Compilation album by Various artists
- Released: October 4, 2005
- Genre: CCM, Christmas
- Length: 117:45
- Label: Word

WOW Christmas compilation albums chronology
| WOW Christmas: Red (2002) | WOW Christmas: Green (2005) | WOW Christmas (2011) |

= WOW Christmas: Green =

WOW Christmas: Green is the second release in the WOW Christmas series. It is the follow-up to the platinum-selling WOW Christmas: Red album. The double-disc album features 15 new tracks that were (to date) exclusive to the release. The album peaked at No. 54 on the Billboard 200 chart in 2005, and at No. 2 on the Top Christian Albums chart. WOW Christmas: Green was certified gold in 2006 by the Recording Industry Association of America (RIAA).

Professional ratings
Review scores
| Source | Rating |
| AllMusic | Star Half star |

== Track listing ==

=== Disc 1 ===
1. Amy Grant – "A Christmas to Remember" – 4:20
2. Natalie Grant – "Joy to the World" – 4:30
3. Rebecca St.
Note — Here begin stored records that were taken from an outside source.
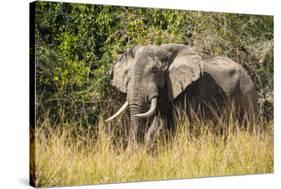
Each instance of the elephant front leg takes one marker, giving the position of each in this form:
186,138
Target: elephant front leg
153,131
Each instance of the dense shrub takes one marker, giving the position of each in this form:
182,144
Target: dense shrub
76,44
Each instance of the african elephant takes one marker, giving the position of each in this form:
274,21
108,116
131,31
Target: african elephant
156,77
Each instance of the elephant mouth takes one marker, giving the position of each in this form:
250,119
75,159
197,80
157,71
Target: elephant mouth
149,113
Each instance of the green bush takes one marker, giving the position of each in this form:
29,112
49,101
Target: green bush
76,44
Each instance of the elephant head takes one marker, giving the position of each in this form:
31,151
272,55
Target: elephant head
149,74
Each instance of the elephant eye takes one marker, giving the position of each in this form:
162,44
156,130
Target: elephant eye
154,70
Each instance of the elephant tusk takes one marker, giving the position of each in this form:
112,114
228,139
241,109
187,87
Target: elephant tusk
123,108
151,111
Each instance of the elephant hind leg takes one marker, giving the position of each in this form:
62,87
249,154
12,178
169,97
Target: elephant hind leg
250,106
153,131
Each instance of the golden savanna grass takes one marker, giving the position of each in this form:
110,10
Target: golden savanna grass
67,156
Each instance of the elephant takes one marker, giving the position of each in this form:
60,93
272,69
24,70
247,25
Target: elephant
155,78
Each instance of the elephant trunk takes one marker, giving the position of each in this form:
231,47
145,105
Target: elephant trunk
135,107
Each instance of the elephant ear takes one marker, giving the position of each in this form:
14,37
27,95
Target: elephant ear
121,68
185,68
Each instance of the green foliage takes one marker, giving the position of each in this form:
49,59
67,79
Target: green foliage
76,44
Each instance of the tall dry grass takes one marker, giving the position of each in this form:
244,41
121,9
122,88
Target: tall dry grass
71,156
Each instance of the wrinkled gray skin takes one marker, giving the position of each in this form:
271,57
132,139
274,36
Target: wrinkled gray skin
173,72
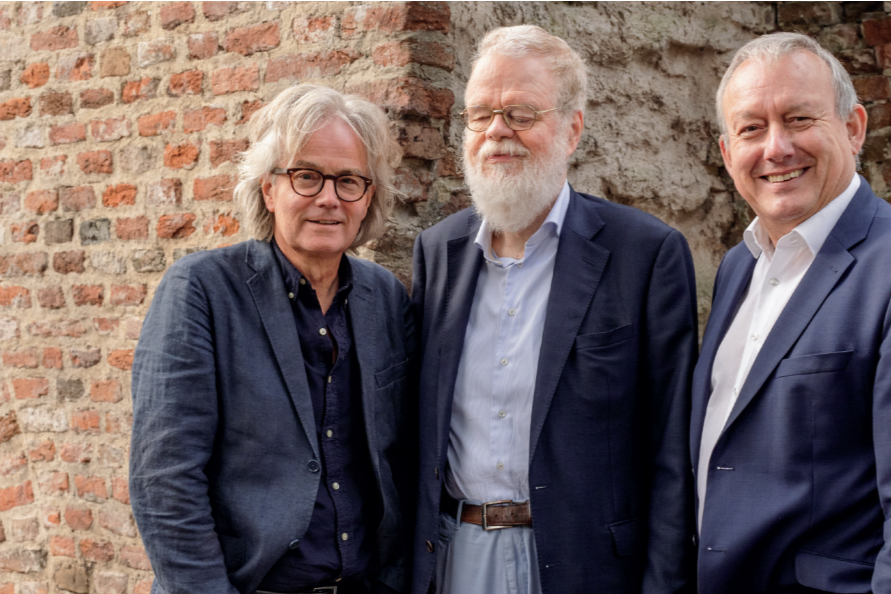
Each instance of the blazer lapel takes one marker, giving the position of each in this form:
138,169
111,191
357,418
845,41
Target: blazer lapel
270,296
578,267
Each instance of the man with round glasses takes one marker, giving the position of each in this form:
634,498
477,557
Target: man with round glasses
558,335
271,424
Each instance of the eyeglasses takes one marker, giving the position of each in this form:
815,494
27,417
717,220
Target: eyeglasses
309,182
517,117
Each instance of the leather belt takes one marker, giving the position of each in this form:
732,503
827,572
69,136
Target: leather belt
492,515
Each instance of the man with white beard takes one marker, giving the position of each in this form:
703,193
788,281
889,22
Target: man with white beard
558,335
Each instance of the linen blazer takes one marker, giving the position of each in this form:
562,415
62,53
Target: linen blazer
224,463
799,484
609,472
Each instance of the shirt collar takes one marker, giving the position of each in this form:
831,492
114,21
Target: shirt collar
812,231
553,223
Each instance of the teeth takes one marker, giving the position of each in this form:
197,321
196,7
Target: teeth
786,177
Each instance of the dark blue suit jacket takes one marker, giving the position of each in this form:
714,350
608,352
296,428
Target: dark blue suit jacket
224,457
609,470
806,452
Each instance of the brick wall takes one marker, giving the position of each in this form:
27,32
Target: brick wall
119,123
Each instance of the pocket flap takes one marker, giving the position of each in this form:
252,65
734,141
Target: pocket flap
820,363
832,575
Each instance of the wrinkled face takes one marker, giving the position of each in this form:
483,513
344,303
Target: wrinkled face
787,151
311,230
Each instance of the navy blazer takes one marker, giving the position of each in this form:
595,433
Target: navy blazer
799,484
224,457
609,470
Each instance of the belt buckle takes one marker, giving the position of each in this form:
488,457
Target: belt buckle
485,507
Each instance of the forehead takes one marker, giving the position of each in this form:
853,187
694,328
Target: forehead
498,80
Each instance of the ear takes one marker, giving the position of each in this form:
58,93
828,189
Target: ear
576,127
856,126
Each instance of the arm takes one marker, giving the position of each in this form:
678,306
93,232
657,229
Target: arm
174,421
670,339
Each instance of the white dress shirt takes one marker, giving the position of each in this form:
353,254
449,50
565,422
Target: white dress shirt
488,454
774,280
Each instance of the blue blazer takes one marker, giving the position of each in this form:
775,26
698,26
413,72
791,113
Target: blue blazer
799,484
223,462
609,470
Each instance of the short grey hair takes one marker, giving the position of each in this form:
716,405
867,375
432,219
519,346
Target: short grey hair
565,64
281,129
769,49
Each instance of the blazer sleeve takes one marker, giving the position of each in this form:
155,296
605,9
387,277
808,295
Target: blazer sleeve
670,339
174,422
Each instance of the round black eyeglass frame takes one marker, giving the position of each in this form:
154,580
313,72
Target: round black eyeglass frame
290,173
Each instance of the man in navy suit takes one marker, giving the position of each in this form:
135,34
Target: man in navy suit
558,336
791,429
271,421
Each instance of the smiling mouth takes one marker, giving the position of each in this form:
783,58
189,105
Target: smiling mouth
775,179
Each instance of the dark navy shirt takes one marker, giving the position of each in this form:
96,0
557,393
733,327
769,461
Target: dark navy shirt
339,542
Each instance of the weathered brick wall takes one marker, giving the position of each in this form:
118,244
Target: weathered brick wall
119,123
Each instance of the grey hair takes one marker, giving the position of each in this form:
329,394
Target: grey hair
565,64
280,130
769,49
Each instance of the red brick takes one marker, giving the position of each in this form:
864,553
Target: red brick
176,226
408,96
139,89
68,133
95,162
110,129
185,83
120,488
253,39
15,496
78,519
75,68
22,359
53,103
218,188
315,65
135,228
128,294
232,80
92,550
13,172
52,358
77,198
203,45
61,546
44,452
195,120
91,488
156,123
403,53
174,15
87,295
121,359
134,557
19,297
15,108
51,297
35,75
223,223
85,421
30,388
54,39
181,156
95,98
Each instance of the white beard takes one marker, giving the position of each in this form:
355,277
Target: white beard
511,196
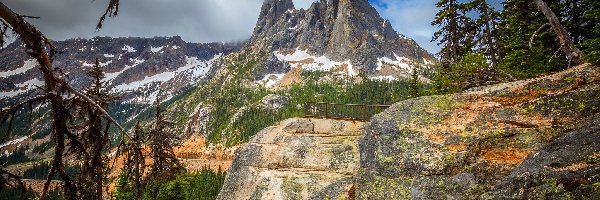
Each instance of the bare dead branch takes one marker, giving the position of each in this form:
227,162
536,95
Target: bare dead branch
111,10
47,183
92,102
536,33
573,53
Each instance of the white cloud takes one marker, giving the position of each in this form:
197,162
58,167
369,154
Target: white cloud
413,19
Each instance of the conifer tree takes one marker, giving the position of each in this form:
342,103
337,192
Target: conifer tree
161,139
93,136
487,32
457,31
134,165
526,46
591,26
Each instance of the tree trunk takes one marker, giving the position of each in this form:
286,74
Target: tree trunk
568,47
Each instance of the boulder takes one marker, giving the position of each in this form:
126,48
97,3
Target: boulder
293,161
502,141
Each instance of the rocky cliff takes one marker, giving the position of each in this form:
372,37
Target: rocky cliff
297,159
346,36
136,68
532,139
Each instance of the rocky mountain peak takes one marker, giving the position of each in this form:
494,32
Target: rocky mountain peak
271,12
348,32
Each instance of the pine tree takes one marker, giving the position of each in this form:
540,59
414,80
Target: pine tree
93,136
414,85
591,43
487,32
134,164
457,31
522,54
165,165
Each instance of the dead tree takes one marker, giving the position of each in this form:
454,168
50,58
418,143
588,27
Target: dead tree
162,140
55,92
573,54
93,135
134,163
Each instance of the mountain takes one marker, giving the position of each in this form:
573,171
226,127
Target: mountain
531,139
341,35
136,68
338,51
335,51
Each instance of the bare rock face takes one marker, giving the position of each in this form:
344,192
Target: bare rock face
340,30
520,140
298,159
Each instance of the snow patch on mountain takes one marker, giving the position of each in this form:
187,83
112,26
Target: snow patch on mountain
112,76
194,67
402,62
13,142
128,49
270,80
383,78
301,58
29,64
156,49
31,84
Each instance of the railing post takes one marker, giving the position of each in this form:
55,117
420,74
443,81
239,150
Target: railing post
326,111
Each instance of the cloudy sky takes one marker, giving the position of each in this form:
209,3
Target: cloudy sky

James – "Hark the Herald Angels Sing" – 4:22
4. Steven Curtis Chapman – "O Little Town of Bethlehem" – 4:57
5. tobyMac – "O Come All Ye Faithful" – 3:08
6. ZOEgirl – "What Child Is This?" – 4:46
7. NewSong – "The Christmas Shoes" – 4:51
8. Jaci Velasquez – "I'll Be Home for Christmas" – 4:07
9. Chris Tomlin – "Angels We Have Heard on High" – 4:10
10. Jars of Clay – "Little Drummer Boy" – 4:20
11. Casting Crowns – "Away in a Manger" – 3:36
12. Third Day – "O Come, O Come Emmanuel" – 4:45
13. BarlowGirl – "O Holy Night" – 4:33
14. Avalon – "Don't Save It All for Christmas Day" – 4:45
15. CeCe Winans – "We Wish You a Merry Christmas" – 4:26

=== Disc 2 ===
1. Joy Williams – "Have Yourself a Merry Little Christmas" – 3:18
2. Bethany Dillon – "God Rest Ye Merry Gentlemen" – 3:33
3. Michael W. Smith – "Welcome to Our World" – 3:28
4. Matthew West – "Let It Snow, Let It Snow, Let It Snow" – 2:19
5. Clay Aiken – "Mary Did You Know?" – 3:18
6. Point of Grace – "Jingle Bell Rock" – 3:06
7. Building 429 – "We Three Kings" – 4:52
8. Kutless – "It Came Upon a Midnight Clear" – 3:36
9. Relient K – "Deck the Halls" – 1:20
10. Big Daddy Weave – "Go Tell It on the Mountain" – 3:52
11. Selah – "Silent Night" – 4:20
12. David Crowder Band – "Feliz Navidad" – 2:36
13. Mark Schultz – "The First Noel" – 4:54
14. FFH – "Do You Hear What I Hear?" – 4:09
15. Jump5 – "Sleigh Ride" – 3:12

== Certifications ==

| Region | Certification | Certified units/sales |
| United States (RIAA) | Gold | 500,000^{^} |
^{^} Shipments figures based on certification alone.

== Notes ==
- The Relient K song "Deck the Halls", although listed as "exclusive" is in fact not. It was available on the Deck the Halls, Bruise Your Hand EP that came packaged with Two Lefts Don't Make a Right...but Three Do and is also available on Let It Snow, Baby... Let It Reindeer and also available separately on digital download services.
- Digital singles of the songs by Bethany, Big Daddy Weave, Building 429, Chris Tomlin, David Crowder Band, Rebecca St. James, and ZOEgirl were released after the release of this album, prior to Christmas 2005.

==Awards==
In 2006, the album was nominated for a Dove Award for Special Event Album of the Year at the 37th GMA Dove Awards.